手の表情
今日は息子の保育園の運動会。運動会ではどの親も我が子の演技に釘付けである。
私は今年、運動会において司会進行を頼まれ、本部席からその一部始終に目を向けていた。ちょうどその時、3歳児の園児達の「かけっこ」が始まった。まっすぐ走ることすら出来ない小さな体が、一生懸命目の前のテープをめがけて走っていく。まだまだ競争心のない彼らにとっては、「かけっこ」は「前を向いて走る」ことで精一杯であろう。その時その園児達を並ばせようと、必死で園児達の手を引く幼稚園の先生の姿が目に入った。なかなか思うように動いてくれない園児に先生も必死である。そんな園児の腕をつかみどんどんと線上に並ばせる。その先生の手つきを見ていると、「そんな引っ張らなくても。」思えてならなかった。なんだか、子供を扱っているというよりは何か物を動かしているような手つきである。まるで、先生の心の中の「忙しい」「大変だ」、そんな気持ちが伝わってくるようであった。
その時、以前私の母が歯科治療を受けた際言った言葉を思い出した。「歯の型を採るとき、片手で私の口を押さえてくれてるのはいいけど、もう片方の手で片付けをするので唇が引っ張られて痛い」。左手で口腔内のトレー保持をし、右手でブラケットの上やキャビネットの上の片づけをしていたので、そのたびに顔が右に右にひっぱられ不快感を覚えたという。この場合も、さっきの幼稚園の先生と同じで、その衛生士さんの心の中にある「早く片付けたい」「次に行かなきゃ」という気持ちが手に表れていたのだろう。

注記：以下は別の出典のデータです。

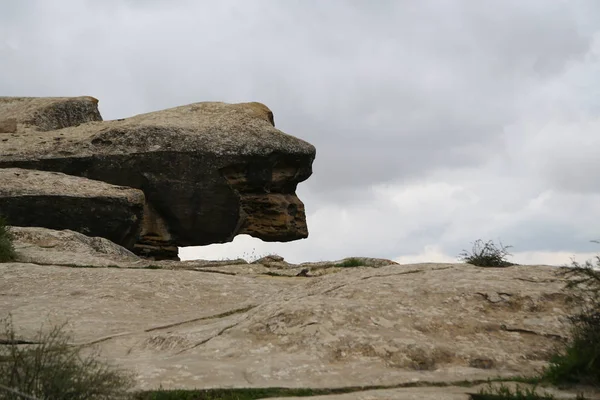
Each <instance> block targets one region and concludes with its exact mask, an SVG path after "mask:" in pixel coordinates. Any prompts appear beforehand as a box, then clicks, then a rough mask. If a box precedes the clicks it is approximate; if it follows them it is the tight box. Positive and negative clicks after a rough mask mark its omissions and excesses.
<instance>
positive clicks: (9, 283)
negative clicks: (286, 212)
mask: <svg viewBox="0 0 600 400" xmlns="http://www.w3.org/2000/svg"><path fill="white" fill-rule="evenodd" d="M17 251H18V252H19V249H17ZM113 262H116V263H117V264H116V265H121V264H120V263H119V261H113ZM127 262H128V261H126V262H125V264H126V263H127ZM146 262H148V261H146ZM156 264H157V265H158V266H160V265H165V266H167V265H175V264H185V265H187V266H188V267H192V266H193V262H186V263H175V262H172V261H159V262H156ZM329 264H330V265H331V264H332V263H329ZM259 267H260V265H258V264H246V265H242V264H240V265H238V266H236V268H248V269H255V270H256V271H258V273H255V274H254V275H238V276H235V275H230V274H223V273H214V272H216V271H206V272H200V271H197V270H196V271H190V270H145V269H111V268H109V269H94V268H64V267H60V266H49V265H44V266H36V265H33V264H23V263H9V264H0V276H2V277H3V279H2V280H0V310H1V311H0V312H2V313H8V312H10V313H11V314H12V315H13V319H14V321H15V322H16V324H17V325H18V326H19V327H20V329H21V330H20V331H19V334H21V335H22V336H23V337H24V338H28V337H31V336H32V335H34V333H35V331H36V330H37V329H38V328H39V325H40V324H41V323H42V322H46V317H47V316H50V318H51V320H52V321H56V322H61V321H64V320H65V318H68V319H69V321H70V325H69V326H70V327H72V329H73V335H74V337H75V338H76V340H77V342H78V343H90V344H91V343H97V345H98V346H100V348H101V350H102V354H103V355H104V356H106V357H107V358H108V359H109V360H111V361H112V362H115V363H117V364H120V365H121V366H124V367H126V368H129V369H132V370H134V371H135V372H136V374H137V382H138V387H139V388H141V389H150V388H157V387H159V385H162V386H163V387H164V388H173V389H174V388H181V389H182V388H190V389H191V388H202V387H274V386H279V387H286V386H287V387H312V388H323V387H343V386H369V385H402V384H410V383H414V382H430V384H431V385H433V384H435V383H438V384H439V383H451V382H458V381H464V380H470V381H477V380H485V379H487V378H495V377H498V376H501V377H514V376H523V375H525V376H531V375H535V374H537V372H538V371H539V369H540V368H542V367H543V366H545V365H547V362H548V359H549V358H550V356H551V354H552V353H553V352H554V351H555V349H556V346H557V345H560V344H561V343H563V342H564V340H565V339H566V338H567V337H568V335H569V324H568V320H567V316H568V315H570V314H571V313H572V312H573V310H574V304H573V302H572V301H570V299H569V297H568V296H567V294H566V293H565V292H564V291H563V288H564V284H565V281H564V280H563V278H562V277H561V276H560V275H558V274H557V272H558V268H556V267H548V266H515V267H508V268H479V267H475V266H472V265H467V264H416V265H388V266H379V267H356V268H335V269H334V271H337V272H335V273H331V274H328V275H324V276H320V277H294V276H291V277H271V276H266V275H264V274H263V273H264V272H263V271H262V270H261V269H260V268H259ZM262 268H263V269H264V268H265V267H262ZM492 293H496V294H498V295H500V294H502V295H504V296H505V297H506V301H503V302H493V301H491V300H490V299H491V297H489V296H488V297H487V298H486V297H485V296H484V295H482V294H492ZM199 305H201V306H199ZM0 317H1V315H0ZM265 360H267V361H268V362H265ZM415 390H416V389H415ZM431 390H434V389H433V388H432V389H431ZM408 392H410V393H411V395H412V396H416V397H413V398H420V397H418V393H419V392H418V391H408ZM438 393H439V392H438ZM388 395H389V396H391V398H402V397H394V396H393V395H392V393H389V394H388ZM431 396H433V394H432V395H431ZM343 398H348V399H352V398H355V397H352V396H350V397H348V396H346V397H343ZM357 398H358V397H357ZM374 398H377V397H374ZM382 398H390V397H382ZM407 398H410V397H407ZM423 398H427V397H423ZM431 398H443V397H431ZM452 398H463V397H452Z"/></svg>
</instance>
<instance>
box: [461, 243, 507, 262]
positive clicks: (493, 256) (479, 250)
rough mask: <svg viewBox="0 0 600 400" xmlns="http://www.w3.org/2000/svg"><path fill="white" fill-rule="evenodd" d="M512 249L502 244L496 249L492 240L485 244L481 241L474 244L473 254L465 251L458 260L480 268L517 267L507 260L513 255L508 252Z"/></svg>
mask: <svg viewBox="0 0 600 400" xmlns="http://www.w3.org/2000/svg"><path fill="white" fill-rule="evenodd" d="M511 247H512V246H504V245H503V244H502V243H500V247H496V245H495V244H494V242H493V241H491V240H488V241H487V242H485V243H484V242H483V240H481V239H479V240H476V241H475V242H474V243H473V249H472V250H471V252H468V251H467V250H463V252H462V253H460V254H459V255H458V259H459V260H460V261H463V262H466V263H467V264H472V265H476V266H478V267H509V266H511V265H517V264H514V263H511V262H509V261H507V260H506V256H510V255H512V254H510V253H509V252H508V249H509V248H511Z"/></svg>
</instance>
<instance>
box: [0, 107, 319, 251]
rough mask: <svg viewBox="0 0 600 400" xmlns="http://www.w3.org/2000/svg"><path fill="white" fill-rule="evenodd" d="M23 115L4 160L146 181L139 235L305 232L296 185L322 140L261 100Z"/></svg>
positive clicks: (174, 242) (257, 235)
mask: <svg viewBox="0 0 600 400" xmlns="http://www.w3.org/2000/svg"><path fill="white" fill-rule="evenodd" d="M34 128H35V127H33V128H32V127H31V126H27V125H26V124H25V125H21V124H20V125H19V130H18V131H17V132H15V133H12V134H10V136H9V137H8V140H7V141H5V142H0V155H2V157H1V158H0V167H20V168H30V169H40V170H48V171H58V172H63V173H66V174H70V175H78V176H83V177H87V178H90V179H95V180H101V181H105V182H108V183H111V184H115V185H123V186H129V187H133V188H137V189H141V190H142V191H144V194H145V196H146V200H147V204H146V207H145V213H144V216H145V218H144V226H145V228H146V229H143V231H142V235H141V240H140V242H139V245H140V246H142V247H144V246H145V248H146V249H147V248H156V247H157V246H158V247H161V246H162V247H164V248H168V249H169V250H168V251H169V252H171V253H173V252H174V251H175V252H176V247H177V246H193V245H205V244H211V243H224V242H228V241H231V240H233V238H234V237H235V236H236V235H237V234H241V233H246V234H249V235H252V236H255V237H258V238H260V239H262V240H266V241H291V240H297V239H302V238H306V237H307V236H308V228H307V226H306V215H305V211H304V205H303V203H302V202H301V201H300V199H298V197H297V196H296V194H295V190H296V186H297V185H298V183H300V182H302V181H305V180H306V179H308V178H309V177H310V175H311V174H312V162H313V161H314V158H315V155H316V149H315V147H314V146H313V145H311V144H310V143H308V142H306V141H303V140H301V139H298V138H295V137H294V136H291V135H288V134H285V133H283V132H281V131H280V130H278V129H276V128H275V127H274V118H273V115H272V112H271V111H270V110H269V109H268V108H267V107H266V106H264V105H263V104H260V103H240V104H227V103H219V102H205V103H194V104H190V105H187V106H180V107H174V108H171V109H167V110H162V111H157V112H153V113H147V114H141V115H137V116H134V117H131V118H127V119H123V120H115V121H105V122H100V121H92V122H88V123H83V124H79V125H77V126H73V127H65V128H62V129H60V130H54V131H44V132H43V133H42V132H39V131H38V130H35V129H34Z"/></svg>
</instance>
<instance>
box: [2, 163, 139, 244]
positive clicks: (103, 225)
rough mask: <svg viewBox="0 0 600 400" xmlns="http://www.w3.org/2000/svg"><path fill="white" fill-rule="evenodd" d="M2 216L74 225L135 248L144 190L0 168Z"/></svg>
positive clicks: (82, 180) (92, 233)
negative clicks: (2, 168)
mask: <svg viewBox="0 0 600 400" xmlns="http://www.w3.org/2000/svg"><path fill="white" fill-rule="evenodd" d="M0 182H2V184H1V185H0V215H3V216H5V217H6V218H7V219H8V222H9V224H10V225H14V226H29V227H35V226H41V227H46V228H50V229H59V230H61V229H70V230H74V231H77V232H81V233H84V234H86V235H89V236H100V237H104V238H107V239H109V240H111V241H112V242H114V243H117V244H119V245H121V246H124V247H127V248H133V246H134V244H135V243H136V241H137V239H138V237H139V233H140V229H141V226H142V218H143V212H144V203H145V202H144V193H143V192H142V191H141V190H139V189H132V188H128V187H123V186H115V185H111V184H109V183H106V182H100V181H94V180H90V179H86V178H82V177H78V176H71V175H65V174H63V173H59V172H47V171H35V170H26V169H20V168H4V169H2V168H0Z"/></svg>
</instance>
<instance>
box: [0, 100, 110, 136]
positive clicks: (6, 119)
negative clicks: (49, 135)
mask: <svg viewBox="0 0 600 400" xmlns="http://www.w3.org/2000/svg"><path fill="white" fill-rule="evenodd" d="M90 121H102V117H101V116H100V112H99V111H98V100H97V99H95V98H93V97H90V96H82V97H0V133H14V132H16V131H17V125H21V128H22V129H29V130H34V131H40V132H46V131H51V130H55V129H62V128H66V127H69V126H77V125H79V124H83V123H86V122H90Z"/></svg>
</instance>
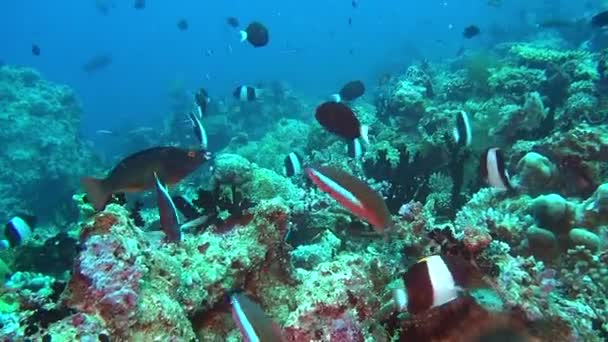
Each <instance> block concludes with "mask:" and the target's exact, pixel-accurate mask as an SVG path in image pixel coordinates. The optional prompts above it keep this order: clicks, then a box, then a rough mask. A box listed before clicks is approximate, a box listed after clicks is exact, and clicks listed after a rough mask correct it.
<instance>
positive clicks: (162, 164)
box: [80, 146, 211, 210]
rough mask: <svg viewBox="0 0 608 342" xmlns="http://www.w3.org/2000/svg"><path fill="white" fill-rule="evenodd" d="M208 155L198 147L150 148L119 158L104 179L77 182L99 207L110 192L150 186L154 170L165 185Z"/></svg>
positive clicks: (104, 201)
mask: <svg viewBox="0 0 608 342" xmlns="http://www.w3.org/2000/svg"><path fill="white" fill-rule="evenodd" d="M210 158H211V154H210V153H208V152H206V151H201V150H189V149H182V148H178V147H173V146H166V147H153V148H149V149H146V150H143V151H140V152H137V153H134V154H132V155H130V156H128V157H127V158H125V159H123V160H121V161H120V162H119V163H118V164H117V165H116V166H115V167H114V168H113V169H112V171H110V174H109V175H108V176H107V177H106V178H104V179H97V178H92V177H83V178H81V180H80V183H81V185H82V187H83V188H84V189H85V191H86V193H87V197H88V200H89V202H90V203H91V204H92V205H93V207H94V208H95V210H101V209H103V207H104V206H105V204H106V202H107V201H108V199H109V198H110V196H111V195H112V194H113V193H117V192H139V191H144V190H148V189H151V188H153V187H154V186H155V179H154V173H155V172H156V173H157V174H158V177H159V178H160V179H162V180H163V181H164V182H165V183H166V184H169V185H171V184H175V183H177V182H179V181H181V180H182V179H184V178H185V177H186V176H188V175H189V174H190V173H191V172H193V171H194V170H196V169H197V168H198V167H199V166H201V165H202V164H203V163H204V162H205V161H207V160H209V159H210Z"/></svg>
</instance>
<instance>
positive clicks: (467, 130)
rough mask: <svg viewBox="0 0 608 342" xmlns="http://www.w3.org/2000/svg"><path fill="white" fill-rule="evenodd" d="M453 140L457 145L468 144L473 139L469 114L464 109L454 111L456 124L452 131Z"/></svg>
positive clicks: (471, 141) (462, 144) (471, 140)
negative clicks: (455, 118) (453, 139)
mask: <svg viewBox="0 0 608 342" xmlns="http://www.w3.org/2000/svg"><path fill="white" fill-rule="evenodd" d="M452 135H453V138H454V142H455V143H456V144H457V145H458V146H469V145H471V142H472V141H473V133H472V131H471V121H470V120H469V115H468V114H467V112H465V111H464V110H461V111H458V113H456V125H455V127H454V130H453V131H452Z"/></svg>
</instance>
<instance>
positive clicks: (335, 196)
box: [306, 166, 393, 234]
mask: <svg viewBox="0 0 608 342" xmlns="http://www.w3.org/2000/svg"><path fill="white" fill-rule="evenodd" d="M306 174H307V175H308V178H310V180H311V181H312V182H313V183H314V184H315V185H316V186H317V187H318V188H319V189H321V190H322V191H323V192H325V193H327V194H329V195H330V196H331V197H332V198H333V199H335V200H336V201H338V203H340V204H341V205H342V206H344V207H345V208H346V209H348V210H349V211H350V212H351V213H353V214H354V215H355V216H357V217H359V218H360V219H362V220H364V221H367V222H369V223H370V224H371V225H372V226H373V227H374V229H375V230H376V232H378V233H380V234H384V233H385V232H386V231H387V230H390V229H391V228H392V226H393V220H392V217H391V214H390V212H389V211H388V207H387V206H386V203H385V201H384V198H382V196H380V194H379V193H377V192H376V191H374V190H373V189H372V188H370V186H369V185H367V183H365V182H364V181H362V180H361V179H359V178H357V177H355V176H353V175H351V174H349V173H347V172H345V171H343V170H340V169H338V168H335V167H331V166H319V167H308V168H306Z"/></svg>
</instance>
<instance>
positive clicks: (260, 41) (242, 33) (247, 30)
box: [241, 21, 269, 47]
mask: <svg viewBox="0 0 608 342" xmlns="http://www.w3.org/2000/svg"><path fill="white" fill-rule="evenodd" d="M244 41H248V42H249V43H250V44H251V45H253V46H254V47H262V46H266V45H267V44H268V41H269V35H268V29H267V28H266V26H264V24H262V23H260V22H257V21H254V22H252V23H251V24H249V25H248V26H247V28H246V29H245V30H242V31H241V42H244Z"/></svg>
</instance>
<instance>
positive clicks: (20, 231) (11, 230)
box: [0, 214, 36, 249]
mask: <svg viewBox="0 0 608 342" xmlns="http://www.w3.org/2000/svg"><path fill="white" fill-rule="evenodd" d="M35 225H36V217H35V216H33V215H25V214H21V215H16V216H15V217H13V218H12V219H10V220H9V221H8V222H7V223H6V225H4V239H3V240H0V249H6V248H12V247H16V246H19V245H21V244H22V243H24V242H25V241H27V240H28V239H29V238H30V237H31V236H32V232H33V231H34V227H35Z"/></svg>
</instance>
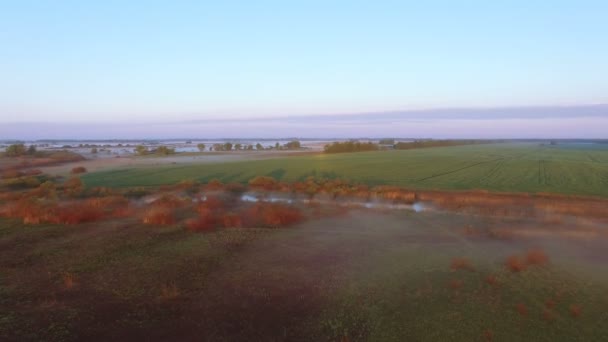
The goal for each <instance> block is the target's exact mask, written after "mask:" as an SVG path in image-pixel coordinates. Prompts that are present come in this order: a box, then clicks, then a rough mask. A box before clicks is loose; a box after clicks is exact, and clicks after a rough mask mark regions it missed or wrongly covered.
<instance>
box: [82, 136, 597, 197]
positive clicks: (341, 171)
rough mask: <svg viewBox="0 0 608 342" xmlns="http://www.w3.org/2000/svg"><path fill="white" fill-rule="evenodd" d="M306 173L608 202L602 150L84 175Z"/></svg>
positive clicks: (290, 163)
mask: <svg viewBox="0 0 608 342" xmlns="http://www.w3.org/2000/svg"><path fill="white" fill-rule="evenodd" d="M260 175H263V176H272V177H274V178H276V179H278V180H283V181H294V180H299V179H304V178H306V177H308V176H316V177H326V178H342V179H347V180H351V181H355V182H361V183H365V184H368V185H380V184H382V185H398V186H403V187H409V188H416V189H442V190H465V189H485V190H490V191H500V192H550V193H560V194H575V195H591V196H602V197H608V149H605V148H586V147H585V146H580V147H577V146H575V147H571V146H569V147H568V148H561V147H554V146H541V145H539V144H531V143H526V144H524V143H520V144H515V143H511V144H489V145H474V146H457V147H442V148H428V149H418V150H408V151H384V152H367V153H345V154H319V155H314V156H310V155H309V156H300V157H283V158H276V159H268V160H255V161H240V162H230V163H217V164H201V165H192V164H190V165H165V166H145V167H135V168H130V169H116V170H111V171H103V172H98V173H91V174H88V175H85V176H83V180H84V182H85V184H87V185H88V186H110V187H129V186H156V185H163V184H173V183H178V182H180V181H182V180H185V179H193V180H199V181H208V180H210V179H213V178H218V179H220V180H222V181H224V182H246V181H248V180H249V179H251V178H253V177H255V176H260Z"/></svg>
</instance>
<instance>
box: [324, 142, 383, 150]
mask: <svg viewBox="0 0 608 342" xmlns="http://www.w3.org/2000/svg"><path fill="white" fill-rule="evenodd" d="M379 148H380V147H379V146H378V144H374V143H371V142H367V143H362V142H359V141H335V142H333V143H331V144H329V145H325V153H348V152H364V151H377V150H378V149H379Z"/></svg>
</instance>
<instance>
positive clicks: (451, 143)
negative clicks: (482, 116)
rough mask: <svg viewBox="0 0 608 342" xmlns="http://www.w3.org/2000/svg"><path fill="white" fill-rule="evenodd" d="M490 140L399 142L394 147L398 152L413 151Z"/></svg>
mask: <svg viewBox="0 0 608 342" xmlns="http://www.w3.org/2000/svg"><path fill="white" fill-rule="evenodd" d="M490 142H491V141H489V140H416V141H411V142H398V143H396V144H395V145H393V146H394V148H395V149H396V150H411V149H416V148H426V147H444V146H461V145H475V144H487V143H490Z"/></svg>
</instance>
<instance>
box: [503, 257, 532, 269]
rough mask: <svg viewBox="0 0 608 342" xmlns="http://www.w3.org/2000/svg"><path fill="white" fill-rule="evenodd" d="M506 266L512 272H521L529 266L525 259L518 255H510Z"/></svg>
mask: <svg viewBox="0 0 608 342" xmlns="http://www.w3.org/2000/svg"><path fill="white" fill-rule="evenodd" d="M506 266H507V268H508V269H509V271H511V272H521V271H523V270H525V269H526V267H527V265H526V263H525V262H524V260H523V259H522V258H521V257H519V256H517V255H512V256H510V257H508V258H507V261H506Z"/></svg>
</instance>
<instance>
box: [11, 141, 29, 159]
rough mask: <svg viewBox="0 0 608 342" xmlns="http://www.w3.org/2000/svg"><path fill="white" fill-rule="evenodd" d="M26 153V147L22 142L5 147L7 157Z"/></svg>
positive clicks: (20, 154)
mask: <svg viewBox="0 0 608 342" xmlns="http://www.w3.org/2000/svg"><path fill="white" fill-rule="evenodd" d="M26 153H27V149H26V148H25V145H24V144H12V145H10V146H9V147H7V148H6V156H7V157H19V156H22V155H25V154H26Z"/></svg>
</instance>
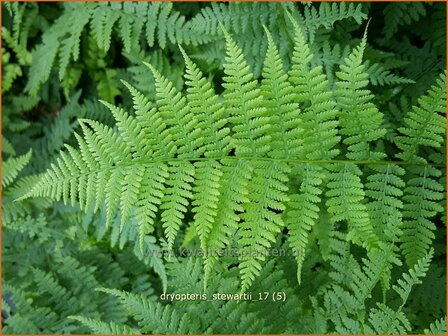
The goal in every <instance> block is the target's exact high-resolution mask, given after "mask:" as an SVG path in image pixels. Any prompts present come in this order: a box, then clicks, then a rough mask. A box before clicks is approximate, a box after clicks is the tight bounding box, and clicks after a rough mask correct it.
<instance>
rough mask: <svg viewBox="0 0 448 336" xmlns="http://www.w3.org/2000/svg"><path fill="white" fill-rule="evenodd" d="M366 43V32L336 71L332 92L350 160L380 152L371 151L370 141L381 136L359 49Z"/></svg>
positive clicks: (362, 61)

「手は心の表情である」ここまで言うと過言であろうか?
いや、このように気持ちの焦り、苛立ちなど感情は、「手の表情」に表れやすい。緊張感が増すと「手が震える」。怒りが大きくなると「握りこぶしを作る」。また、恐怖心は「手汗をかく」など、手が感情を表に出している場合は多い。
歯科医院に来院される患者さんは上を向いて目を閉じた状態で治療を受ける。自分の体に触れているのはドクターの手や、補助につくアシスタントの手である。つまり、治療中に触れる私たちの手や指先にはかなり敏感である。例えば口唇を排除する指、その爪が伸びていて痛い思いをさせているかもしれない。その手が冷たすぎることで、ドキッとさせたかもしれない。また、私たちの中の「めんどくさいな」「うっとおしいな」といったマイナスの感情が手を通して伝わっているかもしれない。そう考えると、いくら顔で笑ってみせても、そのマイナスの感情は患者さんに丸見え?、だとすると怖いことである。
そこで患者さんが心地よく感じる、「プラスの手の表情」を考えてみる。人の指からは、パワーが出ているといわれている。指先で何かを強調したいときは指を1本にする、つまり人差し指で指すことで示したいものが強調される。反対に、指を数本に広げるとそのパワーを分散され、手の表情は優しく感じられる。例えば、口唇を引っ張る指を1本から2本にする。1本の時よりも力が分散されるので優しく感じる。また、患者さんを誘導する時の手も「こちらへどうぞ」と、5本の指先をを綺麗に並べて示す。そうすることで暖かさが伝わる。また、「指先」を使うとその表情はきつく感じるが「指の腹」を使うと優しく感じる。口唇を排除する際「指の腹」を使う、また小児を抑圧するときの手も「指の腹」もしくは「手の平」を使う。このようなちょっとした手の使い方で、患者さんに「優しい手の表情」を与えることができる。このような「手の表情」、そんなところから患者さんの心を和ませてみてはどうだろうか?